What is truly extraordinary is that instead of building electrodes with traditional layers that typically end up opaque to sunlight, their substrate is actually a 3-dimensional mesh of felted glass fibers.

"Developing our prototype device was challenging since transparent gas-diffusion electrodes have not been previously demonstrated, and we had to develop new procedures for each step," said Marina Caretti, lead author of the work published in the journal Advanced Materials. "However, since each step is relatively simple and scalable, I think that our approach will open new horizons for a wide range of applications starting from gas diffusion substrates for solar-driven hydrogen production."

Swiss artificial leaf

EPFL is not the first to explore creating hydrogen fuel using artificial photosynthesis.
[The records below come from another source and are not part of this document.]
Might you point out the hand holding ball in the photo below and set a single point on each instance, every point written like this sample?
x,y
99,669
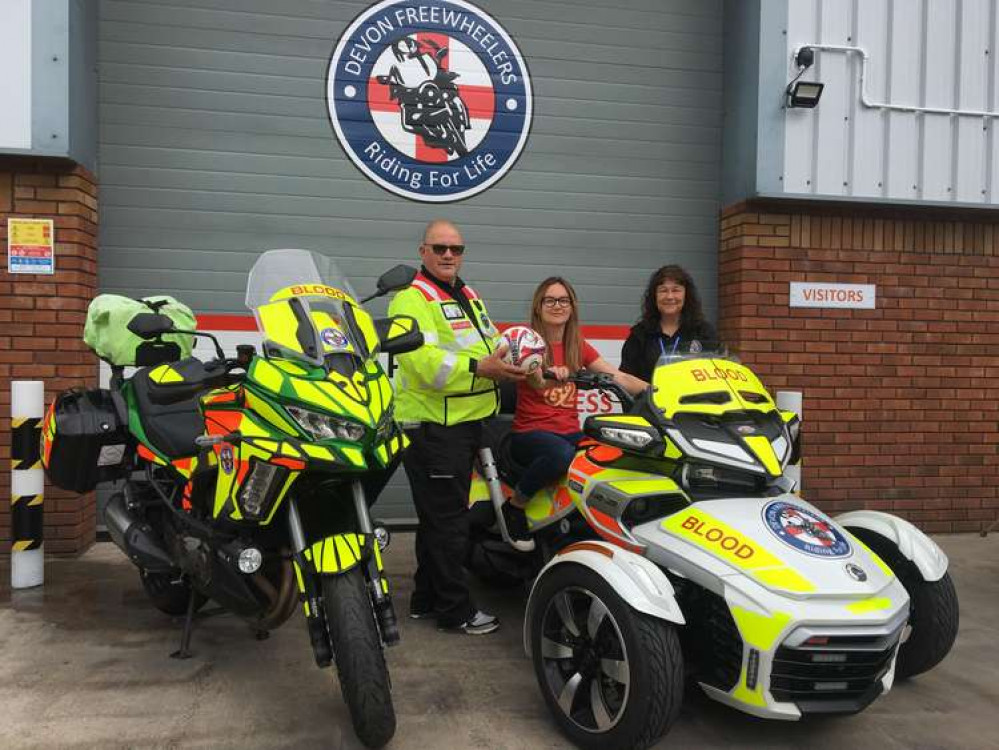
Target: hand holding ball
x,y
525,348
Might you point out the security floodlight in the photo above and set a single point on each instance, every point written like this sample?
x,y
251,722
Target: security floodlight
x,y
804,94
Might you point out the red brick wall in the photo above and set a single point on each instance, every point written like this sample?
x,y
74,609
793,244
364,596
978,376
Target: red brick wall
x,y
901,403
41,321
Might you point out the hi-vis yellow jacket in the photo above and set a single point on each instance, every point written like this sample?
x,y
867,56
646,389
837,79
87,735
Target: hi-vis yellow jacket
x,y
435,383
Work being done at the University of Cambridge in the United Kingdom has also devised a method, but for more targeted work, to eventually replace the high energy costs in the production of gasoline or petrol, as it is called over the pond, through its interpretation of an artificial leaf.

You can read about the University of Cambridge's artificial leaf at An artificial leaf to fuel world trade in the August 24, 2022 edition of Metal Tech News.
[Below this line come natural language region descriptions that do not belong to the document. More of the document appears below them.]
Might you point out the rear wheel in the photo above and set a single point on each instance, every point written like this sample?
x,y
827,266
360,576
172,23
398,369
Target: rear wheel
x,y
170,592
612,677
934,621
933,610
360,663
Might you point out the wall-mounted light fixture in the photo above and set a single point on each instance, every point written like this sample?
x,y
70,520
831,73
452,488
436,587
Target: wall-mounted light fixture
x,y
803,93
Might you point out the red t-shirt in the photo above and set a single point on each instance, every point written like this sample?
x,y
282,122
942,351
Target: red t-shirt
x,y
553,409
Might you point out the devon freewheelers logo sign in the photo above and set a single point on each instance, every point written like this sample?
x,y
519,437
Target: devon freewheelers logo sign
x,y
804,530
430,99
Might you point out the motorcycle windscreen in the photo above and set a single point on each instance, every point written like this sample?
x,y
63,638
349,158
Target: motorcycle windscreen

Both leaf-inspired hydrogen-producing devices are based on photoelectrochemical (PEC) cell technology.

A PEC cell is generally known as a device that uses incident light to stimulate a photosensitive material, such as a semiconductor, immersed in liquid solution to cause a chemical reaction.
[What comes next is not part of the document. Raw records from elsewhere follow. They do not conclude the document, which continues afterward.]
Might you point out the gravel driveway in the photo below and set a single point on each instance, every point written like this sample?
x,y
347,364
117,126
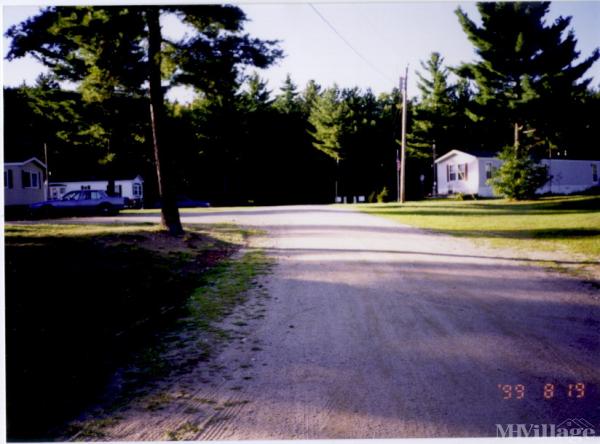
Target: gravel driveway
x,y
379,330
While both research teams started with the same premise, Cambridge decided to make their leaves more marine-based – because where can one find enough water if not the ocean – and EPFL wanted to show that their PEC technology could be adapted for harvesting humidity from the air instead, leading to the development of their new gas diffusion electrode.

Already proven to work with gases instead of liquids, electrochemical cells in previous attempts were opaque, inefficient and generally incompatible when paired with solar-powered PEC technology.

How was it done?

In order to make transparent gas diffusion electrodes, the EPFL researchers started with a type of glass wool, which is essentially quartz or silicon oxide fibers and processed it into felt wafers by fusing the fibers together at high temperatures.

Next, the wafer is coated with a transparent thin film of fluorine-doped tin oxide, which is known for its excellent conductivity, robustness, and ease to scale-up.

These initial steps result in a transparent, porous, and conducting wafer, essential for maximizing contact with the water molecules in the air as well as letting photons pass through.

Next, the wafer is coated again, this time with a thin film of sunlight-absorbing semiconductive materials. This second thin coating still lets light through but appears opaque due to the large surface area of the porous substrate.

As is, this coated wafer could already begin producing hydrogen fuel once exposed to sunlight; however, the scientists wanted to create an environment to fully measure their device's capabilities.

Building a small chamber containing the coated wafer, as well as a membrane for separating the produced hydrogen gas for measurement, when the chamber was exposed to sunlight under humid conditions, hydrogen gas was indeed produced, achieving what the team had set out to do – their concept of a transparent gas-diffusion electrode for solar-powered hydrogen gas was successful.

While the team did not formally study the solar-to-hydrogen conversion efficiency in their demonstration, it was acknowledged that it was fairly modest for a prototype but still less than can be achieved in liquid-based PEC cells.

Based on the materials used, the maximum theoretical solar-to-hydrogen conversion efficiency of the coated wafer was 12%, whereas liquid cells have been demonstrated to be up to 19% efficient. Nevertheless, not having all the eggs in one basket provides a competitive venture to perhaps discover the most efficient way to produce the fuel of the future.

Now, the researchers are focusing their efforts on optimizing the system. Asking questions such as, what is the ideal fiber size? The ideal pore size? The ideal semiconductors and membrane materials?

Now that a successful working prototype has proven the technology feasible, it's only a matter of time before these questions find their answers.